Der Behindertenbegriff des AGG am Beispiel eines HIV-Infizierten
§ 2 Abs. 4 AGG regelt für Kündigungen nur das Verhältnis zwischen dem allgemeinen Gleichbehandlungsgesetz und dem Kündigungsschutzgesetz sowie den speziell auf Kündigungen zugeschnittenen Bestimmungen. Die zivilrechtlichen Generalklauseln werden dagegen von § 2 Abs. 4 AGG nicht erfasst. Ordentliche Kündigungen während der Wartezeit und in Kleinbetrieben sind deshalb unmittelbar am Maßstab des AGG zu messen.
Diese Auslegung führt nicht dazu, dass Kündigungen außerhalb des Geltungsbereiches des Kündigungsschutzgesetzes insbesondere wegen der möglichen Entschädigung nach § 15 II AGG stärker sanktioniert werden als Kündigungen, für die das Kündigungsschutzgesetz gilt. Auch bei Kündigungen, die dem Kündigungsschutzgesetz unterfallen, scheidet eine Entschädigung nach § 15 II AGG nicht aus. Die regelmäßig vorliegende Persönlichkeitsrechtsverletzung soll als solche unabhängig von der Frage sanktioniert werden, ob nach einer unwirksamen Kündigung das Arbeitsverhältnis fortbesteht.
Der Behindertenbegriff des AGG ist maßgeblich, soweit das nationale Recht von einem weiteren Behindertenbegriff als das supranationale Recht ausgeht. Im Übrigen ist der Behindertenbegriff des Unionsrechts zugrunde zu legen.
Eine Behinderung im Sinne des § 1 AGG liegt danach vor, wenn die körperliche Funktion, geistige Fähigkeit oder seelische Gesundheit eines Menschen langfristig eingeschränkt ist und dadurch -in Wechselwirkung mit verschiedenen sozialen Kontextfaktoren (Barrieren)- seine Teilhabe an der Gesellschaft, wozu auch die Teilhabe am Berufsleben gehört, substantiiell beeinträchtigt sein kann. Auf einen bestimmten GdB kommt es nicht an. Dabei ist allerdings zu beachten, dass das Verständnis von Behinderung nicht statisch ist.
Bei Anwendung dieses Behindertenbegriffs ist eine symptomlose HIV-Infektion eine Behinderung. Eine solche Infektion führt zu einer chronischen Erkrankung, die sich auf die Teilhabe des AN an der Gesellschaft auswirkt. Das gilt solange, wie das gegenwärtig auf eine solche Infektion zurückzuführende soziale Vermeidungsverhalten und die darauf beruhenden Stigmatisierungen andauern.

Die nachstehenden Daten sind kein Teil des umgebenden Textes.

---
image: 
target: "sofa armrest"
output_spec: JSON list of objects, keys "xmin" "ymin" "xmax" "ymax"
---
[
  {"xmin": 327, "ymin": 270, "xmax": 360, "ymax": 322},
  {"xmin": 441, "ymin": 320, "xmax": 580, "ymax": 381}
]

Für Behinderte, die einen GdB von weniger als 50 aufweisen, ist Artikel 5, RL 2000/78/EG demzufolge der AG angemessene Vorkehrungen zu ergreifen hat, um Behinderte u.a. die Ausübung eines Berufs zu ermöglichen, sofern diese Maßnahme ihn nicht unverhältnismäßig belasten, nicht in nationales Recht umgesetzt worden. Der Gerichtshof der EU hat jedoch zwischenzeitlich ausgeführt, dass und wie Art. 5 RL 2000/78/EG unter Beachtung und in Übereinstimmung mit der UN-BRK auszulegen ist. Im Hinblick darauf ist Art. 2 unter Abs. 4 UN-BRK weder unmittelbar anzuwenden, noch sind die Bestimmungen des AGG völkerrechtskonform auszulegen. Die Verpflichtung zu angemessenen Vorkehrungen ergibt sich vielmehr bei unionrechtskonformer Auslegung des § 241 II BGB aus dieser Bestimmung.

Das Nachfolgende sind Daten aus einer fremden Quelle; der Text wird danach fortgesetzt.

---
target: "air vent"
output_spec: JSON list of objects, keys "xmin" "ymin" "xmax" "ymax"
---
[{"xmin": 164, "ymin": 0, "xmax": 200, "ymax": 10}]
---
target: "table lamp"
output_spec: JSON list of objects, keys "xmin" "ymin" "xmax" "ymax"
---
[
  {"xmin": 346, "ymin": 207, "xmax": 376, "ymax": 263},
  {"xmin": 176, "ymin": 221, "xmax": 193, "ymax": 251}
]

Eine Kündigung eines behinderten AN fehlender Einsatzmöglichkeiten ist nur wirksam, wenn der AG nicht imstande ist, das infolge der Behinderung vorliegende Beschäftigungshinderniss durch angemessene Vorkehrungen zu beseitigen. Dies hat der AG darzulegen.

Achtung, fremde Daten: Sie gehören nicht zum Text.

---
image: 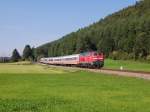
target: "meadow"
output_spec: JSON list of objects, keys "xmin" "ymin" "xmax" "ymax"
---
[
  {"xmin": 0, "ymin": 64, "xmax": 150, "ymax": 112},
  {"xmin": 104, "ymin": 59, "xmax": 150, "ymax": 72}
]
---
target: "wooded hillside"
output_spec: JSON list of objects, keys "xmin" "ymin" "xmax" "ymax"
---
[{"xmin": 35, "ymin": 0, "xmax": 150, "ymax": 59}]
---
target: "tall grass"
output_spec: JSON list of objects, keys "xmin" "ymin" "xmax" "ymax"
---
[{"xmin": 0, "ymin": 65, "xmax": 150, "ymax": 112}]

Die Aufzählung möglicher Vorkehrungen im 20. Erwägungsgrund der RL 2000/78/EG ist nicht abschließend. Ob solche Vorkehrungen den jeweiligen AG im Einzelfall unverhältnismäßig belasten, hat das zuständige nationale Gericht festzustellen, wobei es insbesondere den damit verbundenen finanziellen und sonstigen Aufwand unter Berücksichtigung der Größe und der Finanzkraft des AG.